オードリー・タンの政治的な原点は、11歳。父の仕事の都合で過ごしたドイツでの1年間だった。天安門事件で中国からドイツへ亡命した青年たちが父のもとに集まり議論しているのをそばで聞いていて、民主主義の原点を考えるようになったのだ。「中国人は民主主義を成し遂げられるのか」と「私たちは(当時戒厳令下で)台湾の民主主義を実現できるか」だったという。ドイツにいたからこそできたのだと思う。それから20年、33歳のときにオードリ・タンは台湾でおきた「ひまわり学生運動」に関わるようになる。2014年の「ひまわり学生運動」は、台湾と中国の間にサービス貿易協定を締結することに学生たちが反対しておきた。この運動で協定は見送られたが、もし締結されていたら台湾のIT製品は中国製のチップで占められ、その後の世界を変えていたと考えられる。世界中のコンピュータのマザーボードの多くが台湾で製作されている。このチップが中国製になった時点でデジタル大中華圏が成立してしまったのだ。現在、アメリカと中国でおきている情報化貿易戦争の数年前である。コロナ禍でいち早く復活した中国はこれからますます強くなっていくと考えられ、民主主義の存亡がかかっている。
オードリー・タンは声だかに政党の主義を主張するのではないが、傍観者になってはいけないことを主張する。「自分の考えが絶対正しい」ということが民主主義に反すると考えている。だから「保守的なアナーキスト」と呼ばれている。しかし、アナーキストを無政府主義と訳してはいけないと釘をさす。「権力にしばられない」のがアナーキストの立場なのだという。また、「保守」ではなく中国語の「持守」が近いという。「持守」とは自分の意思をつらぬくことだそうだ。そこには攻撃的な意味が含まれていないと説明する。確かに「保守」には、攻撃的な意味がある。ガンジーなんかも「持守」だったな。

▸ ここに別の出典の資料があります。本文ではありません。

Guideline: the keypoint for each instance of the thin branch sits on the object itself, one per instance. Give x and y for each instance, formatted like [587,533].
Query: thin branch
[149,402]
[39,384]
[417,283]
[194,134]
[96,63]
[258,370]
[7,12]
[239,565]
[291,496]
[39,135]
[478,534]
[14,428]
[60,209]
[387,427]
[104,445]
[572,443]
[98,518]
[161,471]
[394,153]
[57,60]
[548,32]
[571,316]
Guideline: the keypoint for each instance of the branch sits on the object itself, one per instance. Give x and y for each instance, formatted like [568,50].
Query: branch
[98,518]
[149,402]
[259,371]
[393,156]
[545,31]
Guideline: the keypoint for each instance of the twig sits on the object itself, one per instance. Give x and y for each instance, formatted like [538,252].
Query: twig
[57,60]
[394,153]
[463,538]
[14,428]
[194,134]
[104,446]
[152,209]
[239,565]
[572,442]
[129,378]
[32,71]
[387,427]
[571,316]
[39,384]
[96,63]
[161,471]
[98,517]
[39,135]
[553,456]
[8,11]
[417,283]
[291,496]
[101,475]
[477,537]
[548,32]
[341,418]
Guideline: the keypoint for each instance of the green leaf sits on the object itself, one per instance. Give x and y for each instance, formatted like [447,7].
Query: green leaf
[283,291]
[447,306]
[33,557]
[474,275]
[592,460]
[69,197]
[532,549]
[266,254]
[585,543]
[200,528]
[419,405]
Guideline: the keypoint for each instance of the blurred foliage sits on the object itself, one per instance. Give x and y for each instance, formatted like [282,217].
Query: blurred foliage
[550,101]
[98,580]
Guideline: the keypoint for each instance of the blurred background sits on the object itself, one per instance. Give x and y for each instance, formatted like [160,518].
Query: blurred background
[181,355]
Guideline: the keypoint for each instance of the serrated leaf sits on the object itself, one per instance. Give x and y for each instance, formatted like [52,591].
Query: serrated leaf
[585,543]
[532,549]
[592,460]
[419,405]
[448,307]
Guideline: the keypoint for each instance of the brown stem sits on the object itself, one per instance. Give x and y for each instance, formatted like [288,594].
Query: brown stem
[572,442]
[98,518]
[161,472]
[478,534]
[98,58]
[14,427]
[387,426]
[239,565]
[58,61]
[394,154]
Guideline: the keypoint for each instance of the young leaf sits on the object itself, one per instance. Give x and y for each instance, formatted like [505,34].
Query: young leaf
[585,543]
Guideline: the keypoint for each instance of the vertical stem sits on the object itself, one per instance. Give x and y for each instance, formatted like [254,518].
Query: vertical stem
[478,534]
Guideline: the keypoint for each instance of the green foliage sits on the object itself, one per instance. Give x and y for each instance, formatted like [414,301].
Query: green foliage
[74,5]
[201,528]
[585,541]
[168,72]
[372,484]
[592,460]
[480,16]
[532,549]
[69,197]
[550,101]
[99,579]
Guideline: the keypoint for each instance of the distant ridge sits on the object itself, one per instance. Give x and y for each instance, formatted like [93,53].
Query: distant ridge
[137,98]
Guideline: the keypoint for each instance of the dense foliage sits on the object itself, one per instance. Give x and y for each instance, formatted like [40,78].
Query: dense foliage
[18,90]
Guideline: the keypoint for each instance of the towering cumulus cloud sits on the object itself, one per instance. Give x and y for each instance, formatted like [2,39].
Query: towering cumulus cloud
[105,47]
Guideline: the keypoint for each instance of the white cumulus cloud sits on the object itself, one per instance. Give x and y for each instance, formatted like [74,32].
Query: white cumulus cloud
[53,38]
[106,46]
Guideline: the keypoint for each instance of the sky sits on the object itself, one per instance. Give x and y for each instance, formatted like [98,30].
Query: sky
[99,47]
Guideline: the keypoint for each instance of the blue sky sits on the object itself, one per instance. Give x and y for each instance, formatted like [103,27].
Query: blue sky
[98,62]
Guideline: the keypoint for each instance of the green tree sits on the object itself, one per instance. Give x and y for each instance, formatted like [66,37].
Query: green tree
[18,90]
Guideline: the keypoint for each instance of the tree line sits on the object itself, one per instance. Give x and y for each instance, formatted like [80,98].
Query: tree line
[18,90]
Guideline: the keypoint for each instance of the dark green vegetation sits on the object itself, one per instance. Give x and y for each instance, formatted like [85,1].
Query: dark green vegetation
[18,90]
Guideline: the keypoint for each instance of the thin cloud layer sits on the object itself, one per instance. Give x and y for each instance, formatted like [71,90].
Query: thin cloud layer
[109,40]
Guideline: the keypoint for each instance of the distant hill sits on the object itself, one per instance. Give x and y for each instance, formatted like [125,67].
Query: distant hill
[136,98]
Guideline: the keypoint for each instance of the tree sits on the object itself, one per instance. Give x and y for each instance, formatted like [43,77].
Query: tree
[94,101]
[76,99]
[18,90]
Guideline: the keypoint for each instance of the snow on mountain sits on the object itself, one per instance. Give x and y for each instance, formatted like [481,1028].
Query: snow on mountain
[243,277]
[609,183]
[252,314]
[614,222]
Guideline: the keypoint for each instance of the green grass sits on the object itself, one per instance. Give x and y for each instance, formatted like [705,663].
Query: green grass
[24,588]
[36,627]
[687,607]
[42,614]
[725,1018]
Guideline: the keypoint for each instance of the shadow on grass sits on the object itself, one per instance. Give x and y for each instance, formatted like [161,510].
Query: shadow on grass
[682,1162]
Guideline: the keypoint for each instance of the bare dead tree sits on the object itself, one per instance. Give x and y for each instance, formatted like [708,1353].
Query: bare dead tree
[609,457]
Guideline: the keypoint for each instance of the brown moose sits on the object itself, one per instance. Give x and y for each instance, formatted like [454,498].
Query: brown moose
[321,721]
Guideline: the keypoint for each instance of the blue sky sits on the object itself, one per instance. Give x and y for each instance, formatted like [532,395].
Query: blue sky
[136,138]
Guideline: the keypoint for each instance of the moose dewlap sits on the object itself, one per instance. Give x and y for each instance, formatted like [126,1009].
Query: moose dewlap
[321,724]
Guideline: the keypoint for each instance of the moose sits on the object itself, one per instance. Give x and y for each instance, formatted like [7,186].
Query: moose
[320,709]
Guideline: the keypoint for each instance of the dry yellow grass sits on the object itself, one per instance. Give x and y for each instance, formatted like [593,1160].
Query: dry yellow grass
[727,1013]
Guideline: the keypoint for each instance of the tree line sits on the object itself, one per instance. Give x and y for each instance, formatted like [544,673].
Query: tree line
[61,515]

直接そうは書かれていないが、李登輝首相と蔡英文首相について読者に関心を抱かせるような文章がある。李登輝については、台湾民主化の父としての取り組みへのリスペクトが書かれている。「台湾の建設や発展が台湾だけのものになってはいけない。台湾は国際社会に貢献する」という李登輝の考えが台湾人に浸透し、コロナ禍での台湾が現在発信している「Taiwan can Help」につながったのだとしている。また、蔡英文についても演説で人心を引っ張ることが苦手であるが「信頼」を伝えることができる政治家としている。同じようにツイッターという手段をとったトランプと大違いである。日本で災害が起きた時に日本語でツイッターを載せているのを知ってから私もフォローしているが、ときどき政治的な思惑を感じさせない暖かいメッセージが日本語で書かれていることがあり、なるほどなと思うことがある。日本語は独学で3年間勉強したそうだ。
台湾にはデジタル省はないし、オードリー・タンも行政機関の長として事務的な仕事はしていないらしい。オードリー・タンは、さまざまな省や行政機関の情報の集約・整理を行い、ネットを通じて国民が意見を述べるプラットフォームを構築しこれらの情報から最適解をもとめるような仕事をしている・・・と思われる。そう書いているわけではないが。少数の意見でもネット上で拾い上げ、賛同者が多ければ民意として実現していく。それがネットを反映したデジタル民主主義。・・・簡潔にまとめすぎだな。そんなに簡単にまとめられないや。ただし、見出しにもしているが「傾聴して共通の価値観や解決策を見出す」ためのツールがデジタル技術であり、それを用いて行動することで実現できるのだとしていることはよくわかった。
「『私はみんなと違う』『私の考え方は少数意見だ』と悲観することはありません。個人個人それぞれに物の見方は異なるので、本来、誰もが違う意見を持っているのです。」それでも自分の意見が少数に属することが気になるのであれば、そのときは『自分は他の人が思いつかないような物事の見方をしている』と思ってください。」と書き、そのような意見が社会をよい方向へ変えていくことに期待をよせている。台湾では道が陥没していたら、たとえ急いでいても止まって写真をとって役所に連絡をする人が必ずいる。それは「政府の仕事だ」「役所の仕事だ」と考えずに、「自分の仕事だ」と考えて行動することであり、それが社会を良くすることだと訴える。台湾で「鶏婆」(ジーボー)という気質だそうだ。「母鶏のようにおせっかいでうるさい」という意味で、それが民主主義を形成する重要な要素という。
民主主義をデジタル技術でアップグレードしようとしている強い意志と、そしてその根底にやはり人への優しさが満ちていることを感じた。